Python Forum

Full Version: python selenium downloading embedded pdf
You're currently viewing a stripped down version of our content. View the full version with proper formatting.
I've navigated to a page to download a pdf that is a report showing information I've asked for. However, I can't seem to download it because of the way the information is being displayed.
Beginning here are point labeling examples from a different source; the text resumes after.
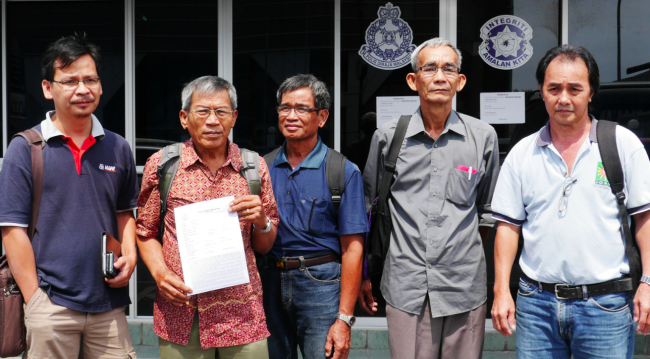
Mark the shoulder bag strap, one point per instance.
(36, 144)
(606, 134)
(335, 173)
(251, 171)
(166, 171)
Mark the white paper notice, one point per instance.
(211, 245)
(503, 107)
(389, 108)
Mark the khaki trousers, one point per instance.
(169, 350)
(54, 331)
(420, 337)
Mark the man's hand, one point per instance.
(365, 299)
(172, 288)
(250, 209)
(338, 341)
(503, 313)
(126, 265)
(642, 308)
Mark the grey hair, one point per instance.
(435, 42)
(207, 85)
(317, 87)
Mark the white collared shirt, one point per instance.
(585, 244)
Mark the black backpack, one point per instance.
(168, 167)
(606, 134)
(334, 171)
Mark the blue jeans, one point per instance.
(300, 307)
(598, 327)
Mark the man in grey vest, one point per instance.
(434, 277)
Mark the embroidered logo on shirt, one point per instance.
(106, 168)
(601, 176)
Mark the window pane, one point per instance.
(31, 28)
(272, 41)
(175, 43)
(543, 17)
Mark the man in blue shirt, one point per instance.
(311, 276)
(89, 186)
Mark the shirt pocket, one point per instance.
(308, 215)
(461, 190)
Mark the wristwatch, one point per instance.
(265, 230)
(348, 319)
(645, 279)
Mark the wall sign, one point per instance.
(388, 40)
(506, 42)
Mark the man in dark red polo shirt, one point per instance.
(89, 186)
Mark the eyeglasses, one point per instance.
(300, 111)
(73, 84)
(221, 113)
(566, 191)
(430, 70)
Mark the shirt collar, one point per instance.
(190, 157)
(48, 130)
(453, 123)
(313, 160)
(544, 138)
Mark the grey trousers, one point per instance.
(420, 337)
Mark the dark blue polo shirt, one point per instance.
(75, 209)
(308, 220)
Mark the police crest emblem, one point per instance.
(388, 40)
(506, 42)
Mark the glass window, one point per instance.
(31, 28)
(543, 18)
(175, 43)
(625, 88)
(361, 82)
(272, 41)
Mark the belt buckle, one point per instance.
(557, 295)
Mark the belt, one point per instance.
(566, 291)
(295, 262)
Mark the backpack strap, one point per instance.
(606, 134)
(251, 171)
(166, 171)
(391, 161)
(269, 157)
(36, 144)
(335, 173)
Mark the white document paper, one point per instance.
(389, 108)
(503, 107)
(211, 245)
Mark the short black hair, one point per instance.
(67, 50)
(570, 53)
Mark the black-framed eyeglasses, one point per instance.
(73, 84)
(430, 70)
(566, 192)
(221, 113)
(300, 111)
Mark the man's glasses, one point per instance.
(73, 84)
(430, 70)
(221, 113)
(566, 192)
(300, 111)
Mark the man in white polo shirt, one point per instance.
(553, 186)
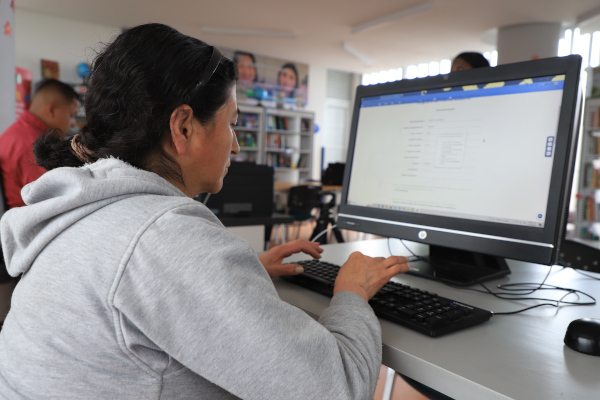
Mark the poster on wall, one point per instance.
(23, 78)
(50, 69)
(270, 82)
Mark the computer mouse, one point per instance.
(583, 335)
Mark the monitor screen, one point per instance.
(477, 164)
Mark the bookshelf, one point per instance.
(588, 195)
(281, 139)
(289, 144)
(249, 132)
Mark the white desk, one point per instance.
(518, 356)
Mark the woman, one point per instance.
(287, 79)
(246, 65)
(133, 290)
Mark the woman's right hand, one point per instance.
(365, 275)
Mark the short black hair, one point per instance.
(474, 59)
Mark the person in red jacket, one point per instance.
(54, 106)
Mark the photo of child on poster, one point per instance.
(269, 81)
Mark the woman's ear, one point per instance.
(181, 127)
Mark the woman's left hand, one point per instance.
(273, 258)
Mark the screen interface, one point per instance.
(481, 152)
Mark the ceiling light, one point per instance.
(391, 17)
(249, 32)
(358, 54)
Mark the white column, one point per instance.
(7, 64)
(524, 42)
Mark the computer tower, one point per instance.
(247, 192)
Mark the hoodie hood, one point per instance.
(62, 197)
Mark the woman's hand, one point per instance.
(365, 275)
(273, 258)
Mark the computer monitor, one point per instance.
(477, 164)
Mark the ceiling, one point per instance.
(319, 28)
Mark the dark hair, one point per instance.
(239, 54)
(136, 83)
(288, 66)
(53, 85)
(474, 59)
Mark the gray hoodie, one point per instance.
(131, 290)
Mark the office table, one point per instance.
(258, 239)
(518, 356)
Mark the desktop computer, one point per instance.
(476, 164)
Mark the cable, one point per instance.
(324, 231)
(518, 291)
(510, 292)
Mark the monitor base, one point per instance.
(459, 267)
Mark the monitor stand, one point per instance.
(459, 267)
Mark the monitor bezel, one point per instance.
(525, 243)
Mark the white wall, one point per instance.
(317, 93)
(70, 42)
(67, 41)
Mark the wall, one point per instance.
(67, 41)
(7, 65)
(70, 42)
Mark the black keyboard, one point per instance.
(413, 308)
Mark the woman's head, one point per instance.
(136, 84)
(246, 64)
(469, 60)
(288, 76)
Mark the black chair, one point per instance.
(302, 204)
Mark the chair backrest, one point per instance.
(303, 199)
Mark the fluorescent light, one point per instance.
(434, 68)
(391, 17)
(595, 53)
(383, 77)
(358, 54)
(249, 32)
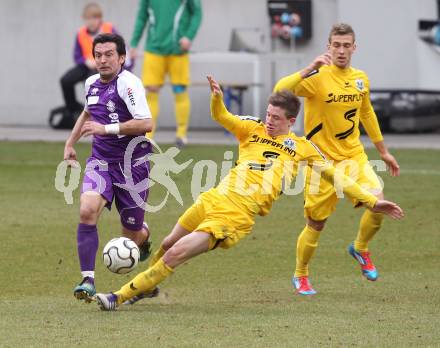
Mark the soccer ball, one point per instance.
(121, 255)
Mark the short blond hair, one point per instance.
(341, 29)
(92, 10)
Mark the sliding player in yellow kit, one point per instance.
(336, 100)
(223, 215)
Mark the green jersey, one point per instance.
(168, 21)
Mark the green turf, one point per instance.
(236, 298)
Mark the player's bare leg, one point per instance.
(370, 223)
(91, 206)
(176, 234)
(305, 248)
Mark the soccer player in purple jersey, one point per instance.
(115, 113)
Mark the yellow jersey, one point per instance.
(267, 163)
(336, 100)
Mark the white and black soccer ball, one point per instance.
(121, 255)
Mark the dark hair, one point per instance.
(117, 39)
(341, 29)
(286, 100)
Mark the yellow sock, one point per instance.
(156, 256)
(153, 104)
(370, 224)
(305, 248)
(144, 281)
(183, 106)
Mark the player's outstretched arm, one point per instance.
(323, 59)
(353, 190)
(388, 208)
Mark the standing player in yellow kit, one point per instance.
(337, 98)
(224, 215)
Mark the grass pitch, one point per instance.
(236, 298)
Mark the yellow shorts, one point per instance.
(320, 205)
(215, 214)
(156, 67)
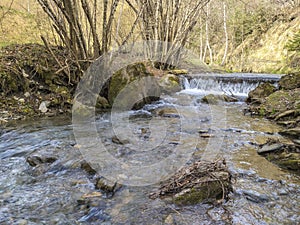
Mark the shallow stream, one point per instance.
(52, 193)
When I inspect the pdf, here is what I see:
<embed id="plugin" type="application/x-google-chrome-pdf" src="https://uk.ixl.com/analytics/students-quickview-pdf" stream-url="chrome-extension://mhjfbmdgcfjbbpaeojofohoefgiehjai/0129a32b-174c-4e06-b6e5-0f332f853591" headers="cache-control: no-cache
cf-cache-status: DYNAMIC
cf-ray: 6263e4d4bdf940f6-LHR
cf-request-id: 08724d58f1000040f6860eb000000001
content-disposition: inline;filename=&quot;IXL-Students-Quickview_2021-02-23.pdf&quot;
content-language: en-GB
content-type: application/pdf
date: Tue, 23 Feb 2021 21:03:30 GMT
expect-ct: max-age=604800, report-uri=&quot;https://report-uri.cloudflare.com/cdn-cgi/beacon/expect-ct&quot;
link: <https://uk.ixl.com/analytics/students-quickview-pdf>; rel=&quot;canonical&quot;
server: cloudflare
strict-transport-security: max-age=31536000
vary: User-Agent
x-content-type-options: nosniff
x-frame-options: SAMEORIGIN
x-ixl-trace: P1EwUHZMdG 9PaXFvPWJr RmVvMzZjY2 RlZXF4eGVv ZExrTEtPUF pzNndKSTAy YlQzYWFLOV Vzb0VqLzNk akVRaVdzOU 1VenZ4Tmd6 cGVFT21uZn J5ZVpmdnlE Vm4wNkxqdD hRb1g2cWNo bmRZK2xNbm tMazAyNHlp V0JIdnpjWk ttUHpXYi9G YTlkMjdDN2 ZicnF2cldT WitBVStUK3 ZSM2kyRkxo dVUxM256Ni 9EUHhPai9x dHVCUHpneW RrNUpNazJM Z1JSdXpjaU JaU2wwdklL RXF0eGxRaj UyNmMxbVJh bWd5MVZ0Kz VqVGthUHh4 bzU0dTBNc0 JCOU9iV0Jo NGJEZFZQdj FCSzY0ZHU5 dHpiV1g5TD hEMD0=
x-xss-protection: 1; mode=block
" background-color="0xFF525659" top-toolbar-height="0" javascript="allow" full-frame="" pdf-viewer-update-enabled="">
so when I try to download the pdf using urllib.request.urlretrieve(pdfUrl, pdfname) (with the pdfUrl = to the src in the code above) I get the error urllib.error.HTTPError: HTTP Error 403: Forbidden and when I load the the source page you can tell from the link that it is a generic page and for all reports and actually just gives you an error, so it seems as if the data is being streamed to the pdf if I'm right looking at where it says stream-url="chrome-extension://mhjfbmdgcfjbbpaeojofohoefgiehjai/d5f1b753-2bf4-468c-8c35-be6f1629ecc8". Any ideas how I can download this page? I might be missing something but as a home user I'm up to speed with python too much, thanks.